This study addresses the generation of dense directed graphs—specifically tournaments—that exhibit realistic complex network properties by leveraging the principle of transitivity. To this end, the authors propose the Iterative Local Model with Transitivity (ILMT), which uniquely integrates transitivity rules with a node-cloning mechanism: at each iteration, a node and its adjacency relations are cloned, and selected arcs are directionally reversed to construct the tournament. The model produces quasi-random tournaments characterized by small diameter, high connectivity, and quasi-randomness across a range of parameters. The work further provides a systematic analysis of structural properties, including motif distributions and key graph invariants such as the cop number, domination number, and chromatic number, thereby revealing the universality and theoretical richness of the generated tournaments.

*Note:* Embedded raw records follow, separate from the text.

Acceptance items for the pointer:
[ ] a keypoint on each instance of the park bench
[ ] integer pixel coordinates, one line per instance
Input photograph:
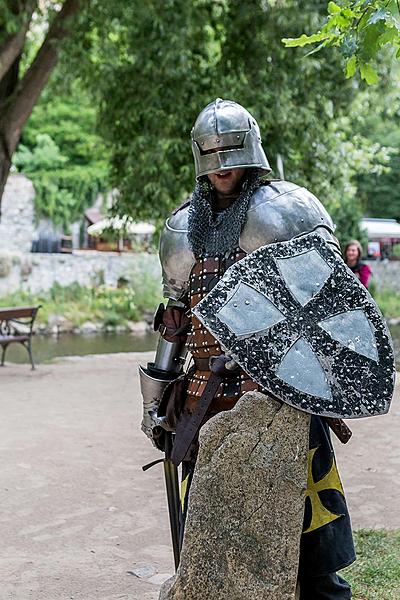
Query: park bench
(16, 326)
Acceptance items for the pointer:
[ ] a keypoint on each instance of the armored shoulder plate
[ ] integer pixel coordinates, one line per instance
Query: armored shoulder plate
(281, 211)
(176, 257)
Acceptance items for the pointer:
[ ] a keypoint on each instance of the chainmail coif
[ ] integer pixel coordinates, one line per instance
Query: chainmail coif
(217, 233)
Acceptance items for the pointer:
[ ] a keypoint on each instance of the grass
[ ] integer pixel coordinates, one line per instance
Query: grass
(100, 304)
(376, 573)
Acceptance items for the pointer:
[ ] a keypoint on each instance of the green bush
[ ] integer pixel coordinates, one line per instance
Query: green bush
(78, 304)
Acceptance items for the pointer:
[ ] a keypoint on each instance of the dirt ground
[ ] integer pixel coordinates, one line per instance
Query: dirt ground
(80, 520)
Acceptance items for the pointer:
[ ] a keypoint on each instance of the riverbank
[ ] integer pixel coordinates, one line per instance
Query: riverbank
(81, 309)
(80, 517)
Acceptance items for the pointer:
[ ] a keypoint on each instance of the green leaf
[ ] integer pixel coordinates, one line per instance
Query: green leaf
(378, 15)
(351, 67)
(368, 73)
(304, 39)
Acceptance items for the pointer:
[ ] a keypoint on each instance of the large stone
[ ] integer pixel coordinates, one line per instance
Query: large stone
(246, 506)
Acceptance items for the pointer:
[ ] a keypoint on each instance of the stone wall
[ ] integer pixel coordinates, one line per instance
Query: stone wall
(39, 272)
(17, 226)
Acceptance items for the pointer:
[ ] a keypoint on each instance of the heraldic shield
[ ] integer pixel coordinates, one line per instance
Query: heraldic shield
(298, 321)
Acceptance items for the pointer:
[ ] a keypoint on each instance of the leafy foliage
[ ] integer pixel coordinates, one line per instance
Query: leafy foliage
(361, 29)
(376, 116)
(62, 154)
(98, 303)
(152, 68)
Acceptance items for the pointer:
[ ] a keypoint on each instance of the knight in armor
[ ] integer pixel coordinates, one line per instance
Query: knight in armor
(235, 209)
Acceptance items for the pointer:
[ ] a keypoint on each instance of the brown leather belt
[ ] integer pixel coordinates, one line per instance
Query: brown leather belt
(202, 364)
(189, 425)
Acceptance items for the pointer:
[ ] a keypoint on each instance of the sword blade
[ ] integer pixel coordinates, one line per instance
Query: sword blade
(173, 499)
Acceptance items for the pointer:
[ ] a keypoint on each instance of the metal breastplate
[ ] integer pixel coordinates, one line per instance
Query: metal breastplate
(204, 276)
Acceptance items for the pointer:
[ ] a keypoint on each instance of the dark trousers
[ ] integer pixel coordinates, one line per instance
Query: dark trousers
(324, 587)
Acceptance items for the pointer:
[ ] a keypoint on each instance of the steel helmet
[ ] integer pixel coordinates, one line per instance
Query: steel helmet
(226, 136)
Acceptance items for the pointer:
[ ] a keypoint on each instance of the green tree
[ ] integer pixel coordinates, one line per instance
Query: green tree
(361, 29)
(153, 66)
(23, 75)
(61, 152)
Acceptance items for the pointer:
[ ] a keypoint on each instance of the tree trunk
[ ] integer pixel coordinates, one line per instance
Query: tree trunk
(5, 164)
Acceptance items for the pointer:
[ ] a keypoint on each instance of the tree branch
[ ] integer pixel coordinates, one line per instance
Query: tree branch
(15, 43)
(36, 77)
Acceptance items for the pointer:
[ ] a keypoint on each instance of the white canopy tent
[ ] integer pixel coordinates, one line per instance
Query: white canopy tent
(381, 229)
(125, 225)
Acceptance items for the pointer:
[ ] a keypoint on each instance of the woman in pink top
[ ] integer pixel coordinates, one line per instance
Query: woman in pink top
(352, 258)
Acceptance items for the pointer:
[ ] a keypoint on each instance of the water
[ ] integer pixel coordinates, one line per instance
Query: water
(48, 347)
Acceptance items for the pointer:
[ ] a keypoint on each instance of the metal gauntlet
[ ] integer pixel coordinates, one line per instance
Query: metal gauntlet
(173, 324)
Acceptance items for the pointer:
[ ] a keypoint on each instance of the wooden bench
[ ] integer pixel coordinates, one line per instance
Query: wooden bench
(16, 326)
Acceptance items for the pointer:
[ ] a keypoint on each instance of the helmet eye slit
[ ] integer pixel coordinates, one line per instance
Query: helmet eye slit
(221, 149)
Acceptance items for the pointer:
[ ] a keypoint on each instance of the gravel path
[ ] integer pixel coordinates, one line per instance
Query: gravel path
(80, 521)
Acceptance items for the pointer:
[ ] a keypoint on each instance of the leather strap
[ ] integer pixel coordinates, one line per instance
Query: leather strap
(189, 425)
(202, 364)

Transitivity is a central, generative principle in social and other complex networks, capturing the tendency for two nodes with a common neighbor to form a direct connection. We propose a new model for highly dense, complex networks based on transitivity, called the Iterated Local Model Tournament (ILMT). In ILMT, we iteratively apply transitivity to form new tournaments by cloning nodes and their adjacencies, and either preserving or reversing the orientation of existing arcs between clones. The resulting model generates tournaments with small diameters and high connectivity as observed in real-world complex networks. We analyze subtournaments or motifs in the ILMT model and their universality properties. For many parameter choices, the model generates sequences of quasirandom tournaments. We also study the graph-theoretic properties of ILMT tournaments, including their cop number, domination number, and chromatic number. We finish with a set of open problems and variants of the ILMT model for oriented graphs.